Vorliegend ist die Frist von zwei Wochen nicht eingehalten, weil der angefochtene Beschluss der Verfahrensbevollmächtigten des Antragstellers ausweislich des in der Akte befindlichen Emfangsbekenntnisses am 27.11.2003 zugestellt wurde, die sofortige Beschwerde jedoch erst am 24.12.2003 bei dem Familiengericht eingegangen ist. Das Rechtsmittel ist mithin unzulässig.

2.

Soweit der Antragsteller dagegen meint, es sei vorliegend die Beschwerdefrist des § 127 Abs. 2 Satz 3 ZPO anzuwenden, da für das Rechtsmittel im Hauptsacheverfahren gleichfalls eine Monatsfrist (§ 621 e Abs. 3 Satz 2 i.V.m. § 517 ZPO) gelte, vermag der Senat dieser Ansicht nicht zu folgen.

Die Verweisung in § 14 FGG bedeutet nicht, dass das Verfahren über die Bewilligung von Prozesskostenhilfe in einer isolierten Familiensache zu einem Zivilrechtsstreit nach der ZPO wird. Es handelt sich vielmehr weiterhin um ein Verfahren der Freiwilligen Gerichtsbarkeit (vgl. OLG München, Rpfleger 1987, 456). Es gelten daher grundsätzlich die Verfahrensvorschriften des FGG. Soweit § 14 FGG die entsprechende Anwendung der Vorschriften der ZPO über die Prozesskostenhilfe (§§ 114 ff. ZPO) anordnet, sind diese Vorschriften so zu lesen, als wären sie Bestandteile des FGG. Ihre entsprechende Anwendung besteht darin, dass die Vorschriften der ZPO so angewendet werden, wie sie umzugestalten sind, um dem allgemeinen Teil des FGG zu entsprechen (vgl. BayObLGZ 1971, 358, 360; KG, NJW 1967, 1237; Jansen, FGG, 2. Aufl., Vorbem. § 19, Rdnr. 22). Gewährt mithin die ZPO in einer für entsprechend anwendbar erklärten Vorschrift die sofortige Beschwerde, so findet statt der Beschwerde nach § 567 ZPO diejenige nach § 22 FGG statt. Hieraus ergeben sich eine Reihe von Abweichungen für das Beschwerdeverfahren gegenüber den für Beschwerden nach der ZPO geltenden Vorschriften. Dabei werden die für das Verfahren der Freiwilligen Gerichtsbarkeit geltenden Vorschriften nur durch diejenigen für entsprechend anwendbar erklärten ZPO-Vorschriften verdrängt, welche die Statthaftigkeit von Rechtsmitteln betreffen (vgl. BayObLG, NJW 2002, 2573; BayObLGZ 2002, 89, 92; BayObLGZ 1991, 414). Diese sog. Statthaftigkeitsregel (vgl. Decker, NJW 2003, 2291, 2292) gilt auch nach In-Kraft-Treten des ZPO-Reformgesetzes unverändert weiter (vgl. BayObLGZ 2002, 89, 92).

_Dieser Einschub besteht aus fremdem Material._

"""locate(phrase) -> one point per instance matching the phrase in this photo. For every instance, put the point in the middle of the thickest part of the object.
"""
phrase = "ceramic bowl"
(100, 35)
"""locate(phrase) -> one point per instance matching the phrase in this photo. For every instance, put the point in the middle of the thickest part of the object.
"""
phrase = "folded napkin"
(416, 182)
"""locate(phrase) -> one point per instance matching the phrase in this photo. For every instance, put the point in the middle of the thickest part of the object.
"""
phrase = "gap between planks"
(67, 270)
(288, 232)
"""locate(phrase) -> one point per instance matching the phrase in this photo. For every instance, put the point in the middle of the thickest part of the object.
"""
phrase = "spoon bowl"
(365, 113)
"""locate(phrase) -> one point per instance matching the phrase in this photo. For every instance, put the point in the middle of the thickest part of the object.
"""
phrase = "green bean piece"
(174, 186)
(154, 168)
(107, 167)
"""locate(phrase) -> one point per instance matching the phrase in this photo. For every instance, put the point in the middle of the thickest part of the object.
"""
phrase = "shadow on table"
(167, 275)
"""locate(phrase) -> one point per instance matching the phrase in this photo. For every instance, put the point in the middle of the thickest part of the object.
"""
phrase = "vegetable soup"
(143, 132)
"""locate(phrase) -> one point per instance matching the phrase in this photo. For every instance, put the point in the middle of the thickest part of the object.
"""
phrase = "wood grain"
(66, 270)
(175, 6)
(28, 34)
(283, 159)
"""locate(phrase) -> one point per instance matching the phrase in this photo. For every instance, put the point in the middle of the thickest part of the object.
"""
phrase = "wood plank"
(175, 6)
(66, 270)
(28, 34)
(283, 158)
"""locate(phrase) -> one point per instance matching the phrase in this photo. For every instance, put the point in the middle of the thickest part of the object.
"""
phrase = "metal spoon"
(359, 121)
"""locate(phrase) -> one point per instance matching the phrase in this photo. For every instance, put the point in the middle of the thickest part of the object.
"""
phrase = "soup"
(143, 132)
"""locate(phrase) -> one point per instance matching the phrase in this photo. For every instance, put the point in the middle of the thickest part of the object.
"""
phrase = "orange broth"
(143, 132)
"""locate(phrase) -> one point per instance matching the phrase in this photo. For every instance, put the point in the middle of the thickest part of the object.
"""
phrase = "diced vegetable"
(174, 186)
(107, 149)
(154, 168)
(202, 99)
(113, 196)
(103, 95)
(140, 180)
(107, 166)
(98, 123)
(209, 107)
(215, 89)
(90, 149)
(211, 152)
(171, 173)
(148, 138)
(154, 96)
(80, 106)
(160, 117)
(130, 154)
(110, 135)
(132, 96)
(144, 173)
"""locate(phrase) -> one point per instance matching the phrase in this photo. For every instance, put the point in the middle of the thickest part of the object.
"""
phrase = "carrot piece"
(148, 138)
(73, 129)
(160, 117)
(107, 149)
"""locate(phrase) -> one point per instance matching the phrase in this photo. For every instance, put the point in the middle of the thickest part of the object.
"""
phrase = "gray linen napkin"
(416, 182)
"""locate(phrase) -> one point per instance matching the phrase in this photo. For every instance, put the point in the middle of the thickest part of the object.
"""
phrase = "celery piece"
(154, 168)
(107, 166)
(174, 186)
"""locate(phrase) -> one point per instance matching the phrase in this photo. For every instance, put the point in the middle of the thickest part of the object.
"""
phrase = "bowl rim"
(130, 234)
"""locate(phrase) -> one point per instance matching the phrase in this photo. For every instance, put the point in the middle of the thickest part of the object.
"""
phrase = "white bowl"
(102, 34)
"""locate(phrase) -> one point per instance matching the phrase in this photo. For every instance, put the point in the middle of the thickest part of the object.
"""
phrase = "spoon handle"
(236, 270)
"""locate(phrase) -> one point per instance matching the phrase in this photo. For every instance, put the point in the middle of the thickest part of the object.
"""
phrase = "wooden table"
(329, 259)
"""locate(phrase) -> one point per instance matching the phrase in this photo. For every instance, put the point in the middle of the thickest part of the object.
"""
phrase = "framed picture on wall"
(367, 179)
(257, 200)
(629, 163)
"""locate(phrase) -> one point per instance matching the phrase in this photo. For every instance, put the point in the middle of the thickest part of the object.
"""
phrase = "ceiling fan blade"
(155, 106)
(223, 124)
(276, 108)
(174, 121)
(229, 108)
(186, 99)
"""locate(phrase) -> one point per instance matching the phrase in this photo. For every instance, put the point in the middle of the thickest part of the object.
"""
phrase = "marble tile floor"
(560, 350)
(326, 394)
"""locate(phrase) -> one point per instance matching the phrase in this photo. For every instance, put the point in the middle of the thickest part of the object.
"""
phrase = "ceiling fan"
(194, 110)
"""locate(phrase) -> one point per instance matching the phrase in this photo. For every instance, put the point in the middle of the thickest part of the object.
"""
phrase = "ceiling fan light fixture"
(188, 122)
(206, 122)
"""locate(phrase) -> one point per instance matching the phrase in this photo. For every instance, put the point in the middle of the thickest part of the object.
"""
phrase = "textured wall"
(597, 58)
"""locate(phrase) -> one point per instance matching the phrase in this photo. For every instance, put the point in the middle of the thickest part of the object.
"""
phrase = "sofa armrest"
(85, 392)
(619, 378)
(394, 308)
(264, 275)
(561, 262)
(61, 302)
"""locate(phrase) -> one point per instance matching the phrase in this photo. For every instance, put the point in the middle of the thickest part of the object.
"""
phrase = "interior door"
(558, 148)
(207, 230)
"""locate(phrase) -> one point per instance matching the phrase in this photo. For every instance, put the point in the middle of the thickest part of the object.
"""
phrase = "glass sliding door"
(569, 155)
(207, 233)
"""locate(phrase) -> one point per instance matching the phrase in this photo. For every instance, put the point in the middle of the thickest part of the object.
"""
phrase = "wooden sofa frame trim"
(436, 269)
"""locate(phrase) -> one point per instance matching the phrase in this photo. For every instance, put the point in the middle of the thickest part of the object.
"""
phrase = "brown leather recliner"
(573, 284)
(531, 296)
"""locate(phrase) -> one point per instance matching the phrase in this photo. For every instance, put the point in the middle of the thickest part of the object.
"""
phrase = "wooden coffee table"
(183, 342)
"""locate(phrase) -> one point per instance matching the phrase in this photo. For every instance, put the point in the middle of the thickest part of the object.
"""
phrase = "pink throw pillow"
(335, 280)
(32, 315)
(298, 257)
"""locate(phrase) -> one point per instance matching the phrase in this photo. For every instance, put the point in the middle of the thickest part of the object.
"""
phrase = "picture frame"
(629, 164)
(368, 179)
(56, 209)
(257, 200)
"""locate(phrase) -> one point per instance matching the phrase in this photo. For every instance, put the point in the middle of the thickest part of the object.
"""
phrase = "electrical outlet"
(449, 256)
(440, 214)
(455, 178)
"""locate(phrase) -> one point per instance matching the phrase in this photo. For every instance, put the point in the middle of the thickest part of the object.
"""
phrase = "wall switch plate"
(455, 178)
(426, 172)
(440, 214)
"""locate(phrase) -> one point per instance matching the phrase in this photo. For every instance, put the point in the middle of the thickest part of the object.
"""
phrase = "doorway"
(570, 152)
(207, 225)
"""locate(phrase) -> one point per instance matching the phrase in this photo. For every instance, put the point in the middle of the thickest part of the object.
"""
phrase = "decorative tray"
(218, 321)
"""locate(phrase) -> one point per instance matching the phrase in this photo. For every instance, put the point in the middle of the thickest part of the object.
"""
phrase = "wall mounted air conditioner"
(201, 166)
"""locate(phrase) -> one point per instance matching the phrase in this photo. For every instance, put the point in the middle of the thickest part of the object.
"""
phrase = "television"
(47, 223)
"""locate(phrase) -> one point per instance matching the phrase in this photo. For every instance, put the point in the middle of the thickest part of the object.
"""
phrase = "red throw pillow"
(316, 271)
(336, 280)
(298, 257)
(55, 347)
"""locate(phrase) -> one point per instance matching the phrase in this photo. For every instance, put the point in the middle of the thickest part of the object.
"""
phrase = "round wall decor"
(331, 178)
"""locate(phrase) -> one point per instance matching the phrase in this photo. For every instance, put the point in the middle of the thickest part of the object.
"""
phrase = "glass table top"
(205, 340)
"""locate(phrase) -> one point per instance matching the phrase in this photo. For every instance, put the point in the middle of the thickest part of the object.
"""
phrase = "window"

Mit der Beschränkung der entsprechenden Anwendung der ZPO-Vorschriften hinsichtlich der Rechtsmittel auf die für deren Statthaftigkeit maßgebenden Bestimmungen der ZPO ist eine eindeutige und Zweifel ausschließende Feststellung möglich, welche Regelungen des FGG-Verfahrens durch abweichende Regelungen der ZPO verdrängt werden (vgl. Demharter, NZM 2002, 233, 235). Dies entspricht zugleich dem Grundsatz der Rechtssicherheit, dem im Bereich der Freiwilligen Gerichtsbarkeit eine besondere Bedeutung zukommt (vgl. BGH, NJW 1984, 2893, 2894; BGH, NJW 1978, 1260). Dagegen erscheint es im Hinblick auf den vorstehend erwähnten Grundsatz der Rechtssicherheit - hier in Form der Rechtsmittelsicherheit - und unter Berücksichtigung des Gebotes der hinreichenden Normenklarheit bedenklich, wollte man die Erwägungen des Gesetzgebers zur Neuregelung des § 127 Abs. 2 Satz 3 ZPO (vgl. hierzu Decker, NJW 2003, 2291, 2293) in das Verfahren der Freiwilligen Gerichtsbarkeit übertragen und die Beschwerdefrist im PKH-Verfahren jeweils anhand der für das Rechtsmittel im Hauptsacheverfahren der Freiwilligen Gerichtsbarkeit geltenden Frist bestimmen (a.A. Decker, a.a.O., 2293). Eine derartige "flexible" Anwendung des § 127 Abs. 2 Satz 3 ZPO findet zudem in dem Wortlaut des § 14 FGG keine Stütze. Soweit hiernach unterschiedliche Beschwerdefristen für die PKH-Beschwerde im ZPO- und FGG-Verfahren bestehen, ist dieser Unterschied nicht willkürlich, sondern beruht auf der unterschiedlichen Ausgestaltung der einzelnen Verfahrensarten. Die Beschreitung des Rechtsweges wird hierdurch nicht in unzumutbarer Weise erschwert.

III.

Die Rechtsbeschwerde ist vorliegend nicht zuzulassen. Denn in einer selbstständigen Familiensache ist nach § 621 e Abs. 2 ZPO die Rechtsbeschwerde nur gegen Entscheidungen über Beschwerden gegen Endentscheidungen i.S. des § 621 e Abs. 1 ZPO eröffnet (vgl. BGH, FamRZ 2003, 232; BGH, FamRZ 2003, 748; Zöller/Philippi, ZPO, 24. Aufl., § 621 a, Rdnr. 42; Weber, NJW 2003, 3597, 3601). Ein solcher Fall liegt hier indes nicht vor. Die Voraussetzungen einer Divergenzvorlage nach § 28 Abs. 2 FGG sind gleichfalls nicht gegeben. Denn weder liegt hier eine weitere Beschwerde vor noch weicht die vorliegende Entscheidung, soweit ersichtlich, von der Entscheidung anderer Oberlandesgerichte oder des Bundesgerichtshofs ab. Etwas anderes folgt im Übrigen auch nicht aus der von dem Antragsteller zitierten Entscheidung des OLG Naumburg vom 19.04.2002 (Rpfleger 2002, 526). Dort wird die Rechtsfrage, welche Beschwerdefrist im PKH-Verfahren der Freiwilligen Gerichtsbarkeit gilt, weder erörtert noch ist sie ausweislich der Gründe entscheidungserheblich gewesen.